Excel's pretty easy too

Anonymous's picture

It took under a minute to set up a web query in Excel to extract the data. Data menu > Import External Data > New Web Query. Enter the URL, then select the table you want imported. Whenever you want, you can click on the imported table. The External Data toolbar pops up, and you can click on the icon with the exclamation point to update the query. It's a simple matter to save the sheet with the data as a CSV.

Not on the Mac

Robert Kosara's picture

Excel for the Mac doesn't have that function, though. 

  This is a very nice trick.

Anonymous's picture

 

This is a very nice trick. For more complex data extraction needs, I’ve been playing with Open Dapper (http://www.dapper.net/open/) and I found it quite powerful: it’s able to extract data from almost any page showing any kind of regularity – not just tables – and export it at least as csv or rss (and you can access the rss from an url which stays live, updating the feed as the original page update etc.)

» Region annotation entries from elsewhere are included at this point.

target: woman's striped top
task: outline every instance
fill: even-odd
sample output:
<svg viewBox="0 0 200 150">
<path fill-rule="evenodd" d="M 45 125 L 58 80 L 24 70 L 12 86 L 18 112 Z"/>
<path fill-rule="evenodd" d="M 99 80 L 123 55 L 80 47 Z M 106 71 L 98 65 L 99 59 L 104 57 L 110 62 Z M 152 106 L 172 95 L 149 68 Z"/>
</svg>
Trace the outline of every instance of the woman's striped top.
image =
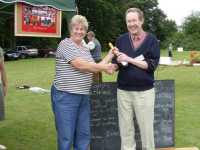
<svg viewBox="0 0 200 150">
<path fill-rule="evenodd" d="M 60 42 L 56 52 L 54 85 L 61 91 L 74 94 L 89 94 L 92 73 L 81 72 L 70 64 L 70 61 L 77 57 L 94 62 L 87 48 L 77 46 L 70 38 Z"/>
</svg>

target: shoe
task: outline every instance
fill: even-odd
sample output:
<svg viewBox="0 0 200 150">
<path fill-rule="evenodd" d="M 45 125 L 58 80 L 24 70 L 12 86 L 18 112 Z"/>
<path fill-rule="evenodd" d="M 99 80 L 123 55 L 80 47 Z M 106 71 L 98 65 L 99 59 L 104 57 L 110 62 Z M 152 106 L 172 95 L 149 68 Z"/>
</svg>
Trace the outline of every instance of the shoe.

(I’ve searched the site for “Dapper” and the search engine returns no results, so I thought it could be useful to point it to you – thanks for this blog and for your work!)

Interesting

Robert Kosara's picture

I haven't seen that one before, I'll have to try it out.

Worked example of using Google docs as a table scraper

Anonymous's picture

Hi

Some time ago I posted a walkthrough of how to scrape data from Wikipedia with Google docs, and then annotate the CSV output of the scraped data with geodata in Yahoo Pipes:

Data Scraping Wikipedia with Google Spreadsheets

That page looks familiar

Robert Kosara's picture

That's probably where I saw this. I actually did this a while ago and couldn't find the page where I had seen the ImportHtml trick when I wrote the posting. I'll add a link.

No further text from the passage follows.